Ben “is a funny, intelligent and attractive person,” he said in an interview. But his condition means he uses a wheelchair and cannot speak or feed himself, and “needs one-on-one help with every aspect of daily life.”

“During Ben's childhood and early years of schooling, I realized not only the importance of advocating for him in those settings,” Ms. Hassan said, “but also the difference that advocates, their families, their legislative advocates and, sometimes, lawyers, have done to move the ball. move forward and really make inclusion a priority in a democracy where everyone is supposed to count.”

She and Schmitt have shared their hopes and concerns about the path toward greater inclusion, although their political views differ. Both have felt “a pit in their stomach when they worry about how they will get home for their caregiving shift, or what awaits their children once they grow up,” she said.

In the House, Reps. Cathy McMorris Rodgers of Washington and Pete Stauber of Minnesota, both Republicans, have children with Down syndrome. Ms. McMorris Rodgers founded the Congressional Caucus on Down Syndrome after the birth of her 16-year-old son, Cole.

“You almost feel like you're a family because there's an understanding, a shared experience,” Ms. McMorris Rodgers said of other lawmakers with disabled children. “It definitely builds a relationship. And there is an immediate desire to work together.”

Stauber, who had a Barbie doll with Down syndrome on display in his Washington office, cried during an interview as he recalled how his 21-year-old son Isaac greeted him every day when he came home from work as a police officer. Isaac, one of Mr. Stauber's six children, has “severe and profound” Down syndrome. He graduated from high school in the spring and, like his father, loves rock music from the '70s and '80s.

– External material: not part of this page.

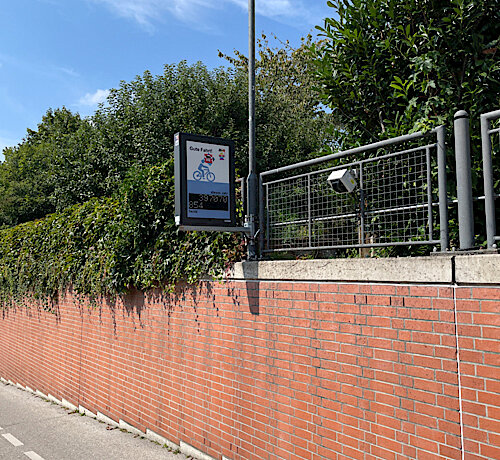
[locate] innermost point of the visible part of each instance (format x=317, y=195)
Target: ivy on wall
x=107, y=245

“There are colleagues on the other side of the aisle that I may not agree with politically,” Stauber said. “But there is no light between us to support our special needs community.”

And he added: “We will give each other a hug when we need it. “It’s good common ground.”

That mutual understanding has at times supported disability-related legislation. In 2014, Congress passed a bill led by Ms. McMorris Rodgers that allowed disabled people and their families to contribute to a tax-free savings account modeled after Section 529 education plans.

In recent years, lawmakers have introduced several bills aimed at helping people with disabilities, some with bipartisan support. A proposal spearheaded by Ms. McMorris Rodgers would integrate people with disabilities into the workforce and ensure they receive the same minimum wage as workers without disabilities. Ms. Hassan has continued her efforts to increase funding and support for home and community care, and she and Mr. Stauber are leading legislation to fully fund the federal government's unmet commitment to pay a portion of the costs. of special education in the country.

However, Hassan cautioned that progress was not a guarantee. He worried that Trump, who has been criticized for his comments and policies toward people with disabilities as well as his authoritarian rhetoric, posed a threat to democracy.

“I absolutely believe that the kind of progress we've made,” she said, “whether it's for people with disabilities or people who are trying to recover from addiction, whether it's other marginalized groups, that wouldn't happen if we didn't do it.” “We don’t have a democracy that holds elected officials accountable to their constituents.”

This particular Congress, with a Republican-led House plagued by internal divisions and dysfunction, has been extraordinarily unproductive.

But Hassan is hopeful.

“Change and inclusion take time and constant effort, but when we achieve it, we achieve it together,” he said.